The commission denied the proposed development 3-2 with TJ Ray, James Thompson and Dick Marchbanks voting nay. Ray Garrett and Johnny Sowell both favored the project.
McCurdy is expected to appeal the decision to the Lafayette County Board of Supervisors.
Meanwhile, a 35-unit development that would be below Spring Lake dam also came before the commission. Developer Brantney Cox decided to cut down the number of units in an effort to alleviate water supply concerns. The development would also be supplied by the Punkin Water Association. But the main concern has been the dam, which is considered by MEMA to be a high hazard dam following a study that was completed earlier this year.
Currently, the home owner’s association is in the process of making necessary improvements to the dam.

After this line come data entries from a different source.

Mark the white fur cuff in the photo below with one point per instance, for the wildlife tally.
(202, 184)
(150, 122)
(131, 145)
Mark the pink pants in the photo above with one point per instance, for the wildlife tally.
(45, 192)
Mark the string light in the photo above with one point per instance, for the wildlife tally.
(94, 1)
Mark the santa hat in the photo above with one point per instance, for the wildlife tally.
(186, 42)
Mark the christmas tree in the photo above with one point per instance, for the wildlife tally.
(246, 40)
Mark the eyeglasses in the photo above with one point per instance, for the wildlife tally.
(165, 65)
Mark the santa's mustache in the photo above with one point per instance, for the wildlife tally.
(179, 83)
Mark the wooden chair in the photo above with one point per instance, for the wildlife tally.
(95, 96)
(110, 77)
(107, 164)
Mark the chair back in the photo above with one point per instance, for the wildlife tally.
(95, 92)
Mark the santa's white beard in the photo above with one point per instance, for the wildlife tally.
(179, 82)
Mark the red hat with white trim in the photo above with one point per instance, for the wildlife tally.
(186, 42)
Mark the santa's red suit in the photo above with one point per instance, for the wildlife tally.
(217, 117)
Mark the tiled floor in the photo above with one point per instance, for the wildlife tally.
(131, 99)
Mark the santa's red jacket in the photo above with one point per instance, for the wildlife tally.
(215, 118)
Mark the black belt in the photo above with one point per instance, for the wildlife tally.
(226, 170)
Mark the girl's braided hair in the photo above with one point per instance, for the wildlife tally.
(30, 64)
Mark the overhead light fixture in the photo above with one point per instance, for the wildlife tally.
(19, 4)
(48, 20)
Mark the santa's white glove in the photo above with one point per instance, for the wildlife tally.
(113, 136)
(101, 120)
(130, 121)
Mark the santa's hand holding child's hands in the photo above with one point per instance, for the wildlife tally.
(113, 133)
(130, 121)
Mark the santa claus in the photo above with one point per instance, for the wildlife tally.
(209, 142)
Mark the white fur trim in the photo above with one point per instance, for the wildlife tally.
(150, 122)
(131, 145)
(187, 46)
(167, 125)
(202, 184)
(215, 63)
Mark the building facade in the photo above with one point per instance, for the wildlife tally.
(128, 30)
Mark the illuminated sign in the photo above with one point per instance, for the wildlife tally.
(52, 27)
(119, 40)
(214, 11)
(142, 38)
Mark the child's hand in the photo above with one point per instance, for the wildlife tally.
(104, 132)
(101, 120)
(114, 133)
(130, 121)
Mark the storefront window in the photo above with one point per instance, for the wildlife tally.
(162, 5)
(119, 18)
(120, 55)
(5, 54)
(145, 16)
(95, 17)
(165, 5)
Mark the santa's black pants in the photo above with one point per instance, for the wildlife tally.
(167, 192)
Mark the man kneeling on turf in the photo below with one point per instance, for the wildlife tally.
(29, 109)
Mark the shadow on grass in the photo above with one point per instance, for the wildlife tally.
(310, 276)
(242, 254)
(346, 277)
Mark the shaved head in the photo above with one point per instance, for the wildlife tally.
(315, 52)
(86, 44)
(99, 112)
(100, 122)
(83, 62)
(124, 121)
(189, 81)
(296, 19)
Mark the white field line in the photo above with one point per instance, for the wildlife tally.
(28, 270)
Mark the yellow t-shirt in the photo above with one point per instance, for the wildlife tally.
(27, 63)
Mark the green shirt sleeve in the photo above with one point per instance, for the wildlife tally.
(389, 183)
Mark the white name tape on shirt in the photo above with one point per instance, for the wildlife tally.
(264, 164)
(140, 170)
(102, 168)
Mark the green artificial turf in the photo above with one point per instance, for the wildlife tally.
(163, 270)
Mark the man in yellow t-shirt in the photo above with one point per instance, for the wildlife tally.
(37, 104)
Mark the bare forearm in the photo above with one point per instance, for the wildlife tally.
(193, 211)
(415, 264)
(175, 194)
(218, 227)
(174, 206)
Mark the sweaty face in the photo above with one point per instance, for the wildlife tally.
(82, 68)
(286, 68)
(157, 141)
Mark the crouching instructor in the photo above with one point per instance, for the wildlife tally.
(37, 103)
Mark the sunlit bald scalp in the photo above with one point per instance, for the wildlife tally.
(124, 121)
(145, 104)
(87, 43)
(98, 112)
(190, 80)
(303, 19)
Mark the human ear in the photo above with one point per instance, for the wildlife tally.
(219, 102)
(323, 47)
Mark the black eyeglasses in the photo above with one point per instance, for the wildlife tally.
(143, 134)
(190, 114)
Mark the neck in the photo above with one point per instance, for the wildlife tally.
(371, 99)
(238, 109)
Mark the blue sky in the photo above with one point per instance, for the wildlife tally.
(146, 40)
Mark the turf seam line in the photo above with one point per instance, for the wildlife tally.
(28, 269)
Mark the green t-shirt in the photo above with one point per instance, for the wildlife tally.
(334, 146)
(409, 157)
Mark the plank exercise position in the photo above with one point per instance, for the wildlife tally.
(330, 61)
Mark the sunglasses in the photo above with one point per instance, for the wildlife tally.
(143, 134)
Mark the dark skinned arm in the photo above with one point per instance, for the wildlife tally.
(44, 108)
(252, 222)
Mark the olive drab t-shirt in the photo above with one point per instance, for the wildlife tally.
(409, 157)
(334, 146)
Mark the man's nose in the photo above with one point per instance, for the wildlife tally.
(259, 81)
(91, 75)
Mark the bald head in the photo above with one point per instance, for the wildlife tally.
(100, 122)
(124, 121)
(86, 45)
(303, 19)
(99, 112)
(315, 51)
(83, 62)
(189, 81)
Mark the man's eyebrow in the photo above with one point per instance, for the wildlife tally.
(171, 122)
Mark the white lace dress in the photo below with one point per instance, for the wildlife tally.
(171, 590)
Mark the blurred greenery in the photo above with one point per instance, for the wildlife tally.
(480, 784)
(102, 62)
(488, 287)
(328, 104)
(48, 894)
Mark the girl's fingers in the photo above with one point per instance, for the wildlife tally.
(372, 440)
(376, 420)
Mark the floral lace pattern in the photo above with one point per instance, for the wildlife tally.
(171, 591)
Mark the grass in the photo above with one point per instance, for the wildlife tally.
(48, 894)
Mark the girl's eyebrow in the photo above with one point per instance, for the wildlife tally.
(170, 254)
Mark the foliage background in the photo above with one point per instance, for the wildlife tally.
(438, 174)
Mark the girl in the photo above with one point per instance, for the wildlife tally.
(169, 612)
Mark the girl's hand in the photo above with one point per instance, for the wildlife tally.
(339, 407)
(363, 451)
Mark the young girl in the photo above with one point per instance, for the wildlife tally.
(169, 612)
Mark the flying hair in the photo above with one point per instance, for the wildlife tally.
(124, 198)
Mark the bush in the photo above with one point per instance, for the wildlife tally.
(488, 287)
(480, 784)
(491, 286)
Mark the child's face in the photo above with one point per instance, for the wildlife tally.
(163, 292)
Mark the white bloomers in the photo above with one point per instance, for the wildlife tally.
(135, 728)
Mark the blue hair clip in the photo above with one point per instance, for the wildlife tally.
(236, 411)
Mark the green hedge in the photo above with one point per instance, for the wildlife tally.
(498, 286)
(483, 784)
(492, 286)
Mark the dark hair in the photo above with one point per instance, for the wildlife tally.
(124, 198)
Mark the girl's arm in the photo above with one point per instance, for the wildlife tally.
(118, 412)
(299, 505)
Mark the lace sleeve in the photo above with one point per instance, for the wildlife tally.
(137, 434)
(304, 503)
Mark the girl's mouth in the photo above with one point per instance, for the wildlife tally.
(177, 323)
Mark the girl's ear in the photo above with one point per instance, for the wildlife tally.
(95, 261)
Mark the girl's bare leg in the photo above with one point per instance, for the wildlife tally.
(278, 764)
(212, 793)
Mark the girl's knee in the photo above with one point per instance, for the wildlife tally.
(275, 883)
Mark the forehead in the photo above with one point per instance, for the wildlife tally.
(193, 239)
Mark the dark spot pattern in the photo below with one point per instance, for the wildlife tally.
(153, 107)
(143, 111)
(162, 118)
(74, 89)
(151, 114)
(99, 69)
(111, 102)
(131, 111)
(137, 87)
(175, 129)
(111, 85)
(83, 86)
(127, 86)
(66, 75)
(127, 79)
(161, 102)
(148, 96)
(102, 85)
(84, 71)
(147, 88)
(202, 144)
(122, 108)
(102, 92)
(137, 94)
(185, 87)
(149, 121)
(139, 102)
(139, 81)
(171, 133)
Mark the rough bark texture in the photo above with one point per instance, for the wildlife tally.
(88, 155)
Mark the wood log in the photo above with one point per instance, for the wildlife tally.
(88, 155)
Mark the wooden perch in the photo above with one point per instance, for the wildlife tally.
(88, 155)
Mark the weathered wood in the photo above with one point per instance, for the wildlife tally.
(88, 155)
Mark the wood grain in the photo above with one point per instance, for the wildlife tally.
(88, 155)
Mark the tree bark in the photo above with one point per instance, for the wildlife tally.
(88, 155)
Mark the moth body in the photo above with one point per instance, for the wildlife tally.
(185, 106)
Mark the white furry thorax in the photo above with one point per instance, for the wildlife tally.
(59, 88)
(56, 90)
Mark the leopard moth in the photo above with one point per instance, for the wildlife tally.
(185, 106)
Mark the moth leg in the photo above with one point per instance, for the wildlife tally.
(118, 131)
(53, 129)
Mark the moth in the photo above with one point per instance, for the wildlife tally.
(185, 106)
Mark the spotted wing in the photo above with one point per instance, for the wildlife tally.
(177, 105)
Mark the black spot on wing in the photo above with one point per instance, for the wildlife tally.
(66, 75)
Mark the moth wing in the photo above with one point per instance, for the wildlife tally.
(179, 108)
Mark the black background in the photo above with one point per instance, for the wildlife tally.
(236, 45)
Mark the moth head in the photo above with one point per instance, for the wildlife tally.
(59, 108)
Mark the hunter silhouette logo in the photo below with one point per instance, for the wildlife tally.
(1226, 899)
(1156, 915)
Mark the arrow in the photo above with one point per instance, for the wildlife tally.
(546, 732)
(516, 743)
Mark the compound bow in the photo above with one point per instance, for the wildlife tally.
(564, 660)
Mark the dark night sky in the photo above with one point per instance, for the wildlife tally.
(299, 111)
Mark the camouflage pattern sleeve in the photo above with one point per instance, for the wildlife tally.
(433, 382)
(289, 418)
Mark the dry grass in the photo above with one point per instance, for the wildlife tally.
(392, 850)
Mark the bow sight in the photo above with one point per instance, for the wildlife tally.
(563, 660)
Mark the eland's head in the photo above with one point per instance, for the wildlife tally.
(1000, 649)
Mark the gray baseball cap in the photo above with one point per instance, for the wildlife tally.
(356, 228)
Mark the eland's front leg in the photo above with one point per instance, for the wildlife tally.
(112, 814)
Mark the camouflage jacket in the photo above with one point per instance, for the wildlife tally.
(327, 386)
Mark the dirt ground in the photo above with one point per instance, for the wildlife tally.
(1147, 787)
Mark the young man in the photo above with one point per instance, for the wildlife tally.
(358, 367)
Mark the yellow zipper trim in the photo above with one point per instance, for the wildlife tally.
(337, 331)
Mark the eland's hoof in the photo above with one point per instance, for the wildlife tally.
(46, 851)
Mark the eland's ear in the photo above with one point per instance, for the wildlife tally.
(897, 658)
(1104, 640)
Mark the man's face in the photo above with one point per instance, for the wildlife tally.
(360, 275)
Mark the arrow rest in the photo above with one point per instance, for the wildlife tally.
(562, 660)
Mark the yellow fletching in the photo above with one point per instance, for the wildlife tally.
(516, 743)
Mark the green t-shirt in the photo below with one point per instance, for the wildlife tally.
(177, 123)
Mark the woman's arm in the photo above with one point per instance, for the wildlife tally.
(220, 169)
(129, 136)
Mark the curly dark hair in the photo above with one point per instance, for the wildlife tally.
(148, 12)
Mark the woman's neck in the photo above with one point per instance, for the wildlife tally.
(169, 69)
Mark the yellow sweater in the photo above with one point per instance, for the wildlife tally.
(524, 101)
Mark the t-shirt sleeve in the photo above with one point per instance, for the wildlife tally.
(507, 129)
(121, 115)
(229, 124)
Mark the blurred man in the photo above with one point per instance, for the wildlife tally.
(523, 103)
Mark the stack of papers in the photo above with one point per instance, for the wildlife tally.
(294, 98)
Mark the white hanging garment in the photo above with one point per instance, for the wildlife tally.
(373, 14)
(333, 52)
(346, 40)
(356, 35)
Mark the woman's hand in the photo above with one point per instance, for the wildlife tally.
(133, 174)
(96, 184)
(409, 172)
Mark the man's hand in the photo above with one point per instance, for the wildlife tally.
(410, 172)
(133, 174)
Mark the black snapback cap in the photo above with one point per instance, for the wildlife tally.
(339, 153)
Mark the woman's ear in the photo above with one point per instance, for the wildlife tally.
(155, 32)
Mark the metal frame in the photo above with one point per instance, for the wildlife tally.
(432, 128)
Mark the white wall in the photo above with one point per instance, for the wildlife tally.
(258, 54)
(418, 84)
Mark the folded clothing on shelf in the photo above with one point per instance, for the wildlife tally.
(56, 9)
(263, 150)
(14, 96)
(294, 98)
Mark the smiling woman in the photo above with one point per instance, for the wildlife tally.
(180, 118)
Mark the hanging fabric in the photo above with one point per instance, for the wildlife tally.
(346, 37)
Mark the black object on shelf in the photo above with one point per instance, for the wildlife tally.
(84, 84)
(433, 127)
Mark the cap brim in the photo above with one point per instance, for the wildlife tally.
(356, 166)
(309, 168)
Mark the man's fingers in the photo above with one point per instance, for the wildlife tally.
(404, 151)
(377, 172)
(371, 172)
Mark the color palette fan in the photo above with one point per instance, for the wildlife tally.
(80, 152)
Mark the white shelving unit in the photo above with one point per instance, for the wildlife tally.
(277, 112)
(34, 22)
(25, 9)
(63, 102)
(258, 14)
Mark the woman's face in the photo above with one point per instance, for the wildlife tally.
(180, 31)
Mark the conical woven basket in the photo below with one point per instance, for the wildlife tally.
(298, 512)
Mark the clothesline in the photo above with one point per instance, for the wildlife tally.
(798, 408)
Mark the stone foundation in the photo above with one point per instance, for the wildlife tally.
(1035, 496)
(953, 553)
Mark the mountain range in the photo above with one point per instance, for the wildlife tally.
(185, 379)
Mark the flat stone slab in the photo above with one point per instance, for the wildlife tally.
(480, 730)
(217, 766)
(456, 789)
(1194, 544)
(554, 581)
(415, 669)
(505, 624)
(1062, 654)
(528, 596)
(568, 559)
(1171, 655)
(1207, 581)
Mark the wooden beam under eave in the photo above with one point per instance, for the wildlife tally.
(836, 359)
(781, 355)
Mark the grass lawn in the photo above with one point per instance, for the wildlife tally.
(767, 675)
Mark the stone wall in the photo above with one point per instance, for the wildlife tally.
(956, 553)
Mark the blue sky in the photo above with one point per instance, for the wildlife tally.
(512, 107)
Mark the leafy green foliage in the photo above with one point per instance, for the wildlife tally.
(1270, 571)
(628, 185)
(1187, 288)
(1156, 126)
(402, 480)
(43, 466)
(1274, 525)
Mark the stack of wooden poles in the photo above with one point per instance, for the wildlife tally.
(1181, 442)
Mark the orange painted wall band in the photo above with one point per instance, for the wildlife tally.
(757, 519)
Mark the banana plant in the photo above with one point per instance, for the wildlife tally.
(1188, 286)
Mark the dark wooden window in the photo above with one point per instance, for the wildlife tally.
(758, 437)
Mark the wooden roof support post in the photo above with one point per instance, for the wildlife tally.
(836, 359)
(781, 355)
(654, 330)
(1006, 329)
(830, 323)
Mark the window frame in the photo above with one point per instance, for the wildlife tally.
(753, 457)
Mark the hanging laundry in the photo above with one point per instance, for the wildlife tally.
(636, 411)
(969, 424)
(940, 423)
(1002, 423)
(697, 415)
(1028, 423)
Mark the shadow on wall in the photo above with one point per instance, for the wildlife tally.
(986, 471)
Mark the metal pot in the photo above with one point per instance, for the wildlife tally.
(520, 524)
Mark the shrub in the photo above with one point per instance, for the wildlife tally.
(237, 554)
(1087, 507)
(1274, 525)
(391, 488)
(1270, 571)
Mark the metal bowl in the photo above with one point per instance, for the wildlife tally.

County officials also consider the potential development in a community flood plain.
County engineer Larry Britt said upon MEMA recommendations, the project would require three stipulations including buyers being made aware the potential for flooding in the Spring Lake dame occurs, the subdivision be placed on the emergency action plan for Spring Lake, and require all houses within the development be constructed on conventional foundation with a minimum three-foot crawl space and not be constructed on a grade slab foundations.
Britt said MEMA has recommended to other areas of the state the three-foot minimum elevation in case of a catastrophic failure or leak of a dam that would give residents a certain amount of time to evacuate.
Williams said that stipulation would make a huge difference in the construction of the houses.
Cox and Williams could not agree on the three-foot elevation requirement.
Ray made a motion to table the issue rather than kill the project, but Cox wanted a vote. Ray made the motion to deny the project and the commission voted 2-1 to deny with two abstentions from Garrett and Thompson.
“If we start choosing who can build below a lake, then we need to start choosing who can build the lake,” Cox said.
Cox will also likely appeal the decision to the supervisors.
A third development that came before the commission for the first time would be a mixed-use development of 175 condo units located on the west side of Old Taylor Road.
Taylor Crossing be located on the south end of the Thacker Mountain bike trail, according to Paul Koeshinina of Precision Engineering. The trail would actually extend through the property.
Koeshinina said the development would connect to Taylor Green Utility and Taylor Water Association.
“We are here hoping to get concept approval to make sure we are headed in the right direction,” Koeshinina said. “We are simply looking at a site plan and not turning any dirt yet.”
He said the project would be developed in phases depending what Taylor Water could accommodate in phases.
The commission granted preliminary commercial site plan approval contingent upon adequate water and sewer.